Early agriculture flourished in Mesopotamia helped by the development of irrigation from the Tigris and the Euphrates. This might have led to ancient myths such as the garden of Eden. Ironically this irrigation might have been one of the prime causes of the loss of this "paradisical" Eden. Not only was the area often laid waste by enemies, who then did not maintain the irrigation canals, allowing the surrounding desert to recapture the land but also irrigation leads to the build up of salts in the soil as the water evaporates, which renders the soil infertile. [1][2]

The Arabic name for the region and the surrounding land is Iraq, "fertile," now the name of the modern state that roughly covers the same ground.

Mesopotamian culture

A rich variety of cultures, religions and languages emerged from the Mesopotamian region. There were two major Mesopotamian languages: Sumerian, and the Semitic languages like Akkadian (and later Hebrew and Arabic). The religions shared common practices and mythologies across four empires and nearly a thousand years.
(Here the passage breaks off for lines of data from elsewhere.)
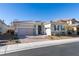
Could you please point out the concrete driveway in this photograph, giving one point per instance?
(70, 49)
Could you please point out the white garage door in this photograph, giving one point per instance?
(24, 31)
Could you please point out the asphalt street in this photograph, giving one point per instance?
(71, 49)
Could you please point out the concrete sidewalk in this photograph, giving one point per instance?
(26, 46)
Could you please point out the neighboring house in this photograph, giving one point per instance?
(3, 27)
(59, 27)
(28, 27)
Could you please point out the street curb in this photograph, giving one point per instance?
(33, 45)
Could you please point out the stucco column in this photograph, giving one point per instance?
(36, 29)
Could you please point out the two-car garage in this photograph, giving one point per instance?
(24, 31)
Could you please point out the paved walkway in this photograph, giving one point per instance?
(27, 46)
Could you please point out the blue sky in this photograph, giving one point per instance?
(38, 11)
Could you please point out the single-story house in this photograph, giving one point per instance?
(62, 27)
(28, 27)
(3, 27)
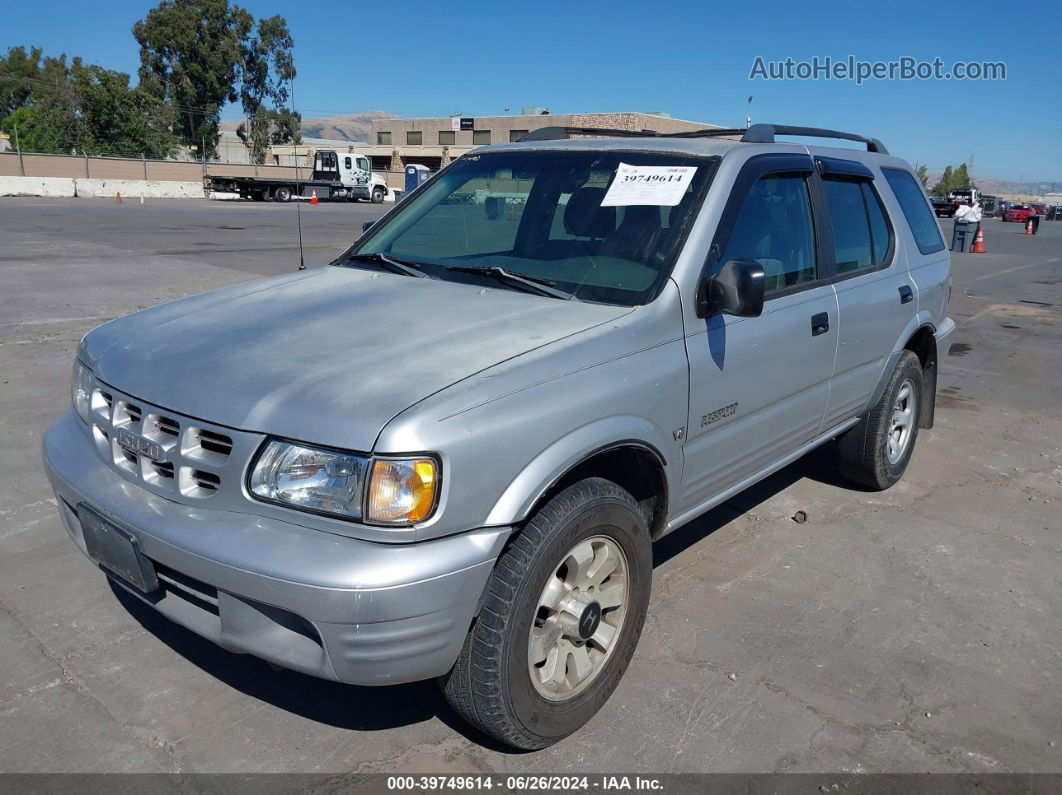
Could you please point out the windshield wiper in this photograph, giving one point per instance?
(534, 283)
(393, 263)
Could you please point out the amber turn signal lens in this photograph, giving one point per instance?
(401, 490)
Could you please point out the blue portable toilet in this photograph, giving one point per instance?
(415, 176)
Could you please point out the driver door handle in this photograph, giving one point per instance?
(820, 324)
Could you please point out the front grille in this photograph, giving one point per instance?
(171, 454)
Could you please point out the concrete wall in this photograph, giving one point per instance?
(502, 127)
(52, 186)
(36, 186)
(117, 168)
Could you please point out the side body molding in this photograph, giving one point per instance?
(551, 464)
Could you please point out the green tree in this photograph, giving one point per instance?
(119, 120)
(18, 72)
(199, 54)
(79, 107)
(268, 70)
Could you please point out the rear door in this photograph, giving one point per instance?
(759, 385)
(875, 295)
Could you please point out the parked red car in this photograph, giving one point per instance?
(1017, 212)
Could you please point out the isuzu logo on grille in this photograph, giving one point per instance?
(138, 445)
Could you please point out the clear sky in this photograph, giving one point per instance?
(690, 58)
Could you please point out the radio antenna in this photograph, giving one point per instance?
(298, 190)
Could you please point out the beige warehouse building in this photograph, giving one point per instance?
(394, 143)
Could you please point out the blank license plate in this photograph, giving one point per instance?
(116, 550)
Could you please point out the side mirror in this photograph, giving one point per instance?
(737, 289)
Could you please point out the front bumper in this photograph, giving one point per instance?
(327, 605)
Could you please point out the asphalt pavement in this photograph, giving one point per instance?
(907, 631)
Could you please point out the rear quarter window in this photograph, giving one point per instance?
(915, 208)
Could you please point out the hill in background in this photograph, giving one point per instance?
(349, 127)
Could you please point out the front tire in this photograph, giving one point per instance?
(875, 452)
(562, 616)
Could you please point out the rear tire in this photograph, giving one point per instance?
(550, 643)
(875, 452)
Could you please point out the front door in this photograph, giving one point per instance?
(759, 385)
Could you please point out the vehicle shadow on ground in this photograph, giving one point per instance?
(819, 465)
(374, 709)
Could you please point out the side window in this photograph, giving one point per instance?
(915, 208)
(852, 246)
(774, 228)
(880, 230)
(861, 232)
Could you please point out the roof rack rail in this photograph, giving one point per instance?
(755, 134)
(554, 134)
(766, 133)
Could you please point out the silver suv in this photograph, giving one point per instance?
(447, 453)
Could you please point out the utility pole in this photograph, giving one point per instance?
(21, 166)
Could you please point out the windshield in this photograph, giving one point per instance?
(559, 218)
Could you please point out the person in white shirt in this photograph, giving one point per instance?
(968, 214)
(966, 219)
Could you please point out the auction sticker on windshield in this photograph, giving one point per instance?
(655, 185)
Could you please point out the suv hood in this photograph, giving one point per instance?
(327, 356)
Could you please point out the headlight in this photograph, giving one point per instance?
(394, 491)
(401, 490)
(81, 389)
(311, 479)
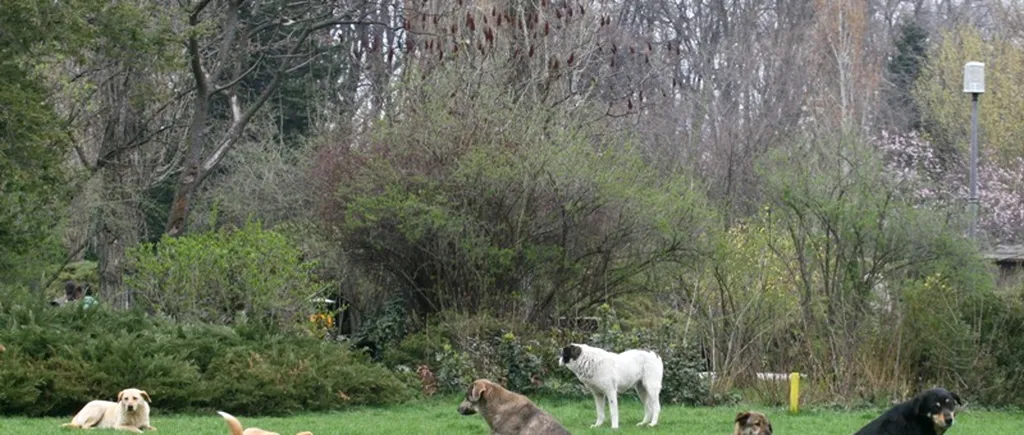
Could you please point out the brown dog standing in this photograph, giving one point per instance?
(508, 412)
(750, 423)
(235, 427)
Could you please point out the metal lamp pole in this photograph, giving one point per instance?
(974, 83)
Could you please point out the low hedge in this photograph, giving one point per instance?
(59, 358)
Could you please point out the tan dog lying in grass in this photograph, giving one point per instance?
(130, 412)
(508, 412)
(751, 423)
(236, 427)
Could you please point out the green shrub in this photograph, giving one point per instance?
(57, 359)
(249, 274)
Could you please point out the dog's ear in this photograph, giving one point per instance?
(920, 405)
(956, 397)
(476, 390)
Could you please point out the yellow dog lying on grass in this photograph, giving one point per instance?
(130, 412)
(236, 427)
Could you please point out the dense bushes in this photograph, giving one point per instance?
(59, 358)
(228, 276)
(460, 349)
(503, 207)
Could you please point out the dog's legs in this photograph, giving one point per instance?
(644, 398)
(655, 403)
(613, 407)
(599, 404)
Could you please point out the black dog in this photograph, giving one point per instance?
(931, 412)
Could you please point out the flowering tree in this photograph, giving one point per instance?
(932, 180)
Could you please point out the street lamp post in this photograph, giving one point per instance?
(974, 83)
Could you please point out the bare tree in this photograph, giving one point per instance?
(242, 43)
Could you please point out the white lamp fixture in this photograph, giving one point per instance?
(974, 78)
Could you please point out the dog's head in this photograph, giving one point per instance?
(132, 399)
(569, 354)
(73, 292)
(750, 423)
(474, 396)
(939, 405)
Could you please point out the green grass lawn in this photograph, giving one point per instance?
(439, 417)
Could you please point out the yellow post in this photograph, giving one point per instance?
(795, 392)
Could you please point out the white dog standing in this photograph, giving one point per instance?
(130, 412)
(607, 374)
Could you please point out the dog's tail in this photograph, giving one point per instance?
(232, 423)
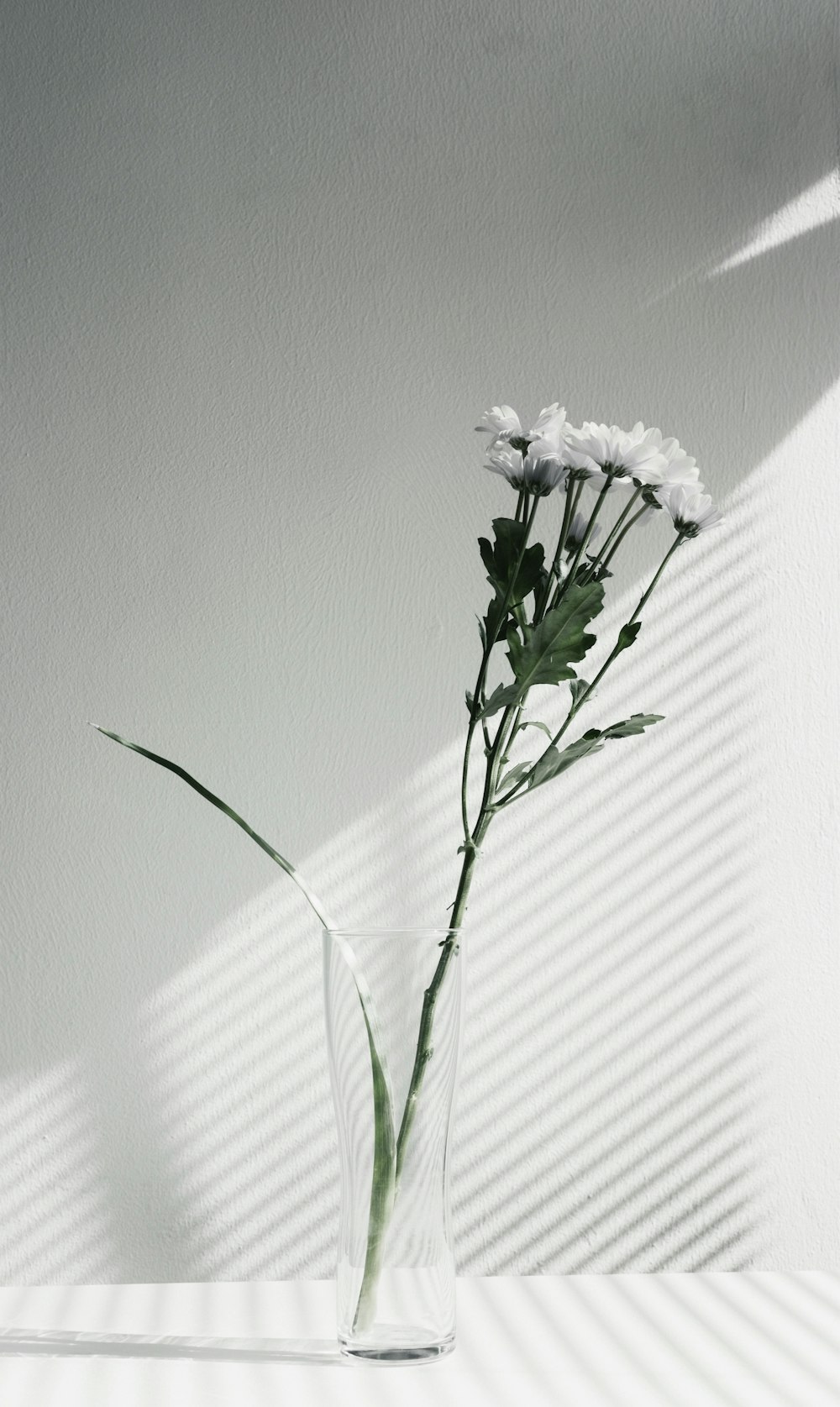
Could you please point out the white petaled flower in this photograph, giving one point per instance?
(506, 427)
(680, 469)
(621, 456)
(577, 531)
(691, 512)
(538, 471)
(580, 465)
(501, 421)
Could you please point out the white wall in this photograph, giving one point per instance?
(266, 264)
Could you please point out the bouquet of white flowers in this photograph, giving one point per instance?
(541, 612)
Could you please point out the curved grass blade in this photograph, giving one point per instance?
(179, 771)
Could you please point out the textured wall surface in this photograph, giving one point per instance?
(265, 264)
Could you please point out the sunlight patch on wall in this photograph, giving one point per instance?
(56, 1217)
(816, 206)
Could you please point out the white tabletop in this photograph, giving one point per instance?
(740, 1340)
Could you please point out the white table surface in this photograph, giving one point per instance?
(740, 1340)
The proto-Israelite religion appears to share an ancestor with these religions, as many of the ancient stories in the Torah closely resemble Sumerian, Assyrian, and Babylonian counterparts.

The commonality of "flood narratives" in the area, found in virtually all of the religions from Mesopotamia, has given rise to several theories of an actual flood of epic proportions that likely happened around 10,000 BCE.[3] The Bible's own flood story is similar in language and style to the recitation in The Epic of Gilgamesh, a Sumerian religious tale.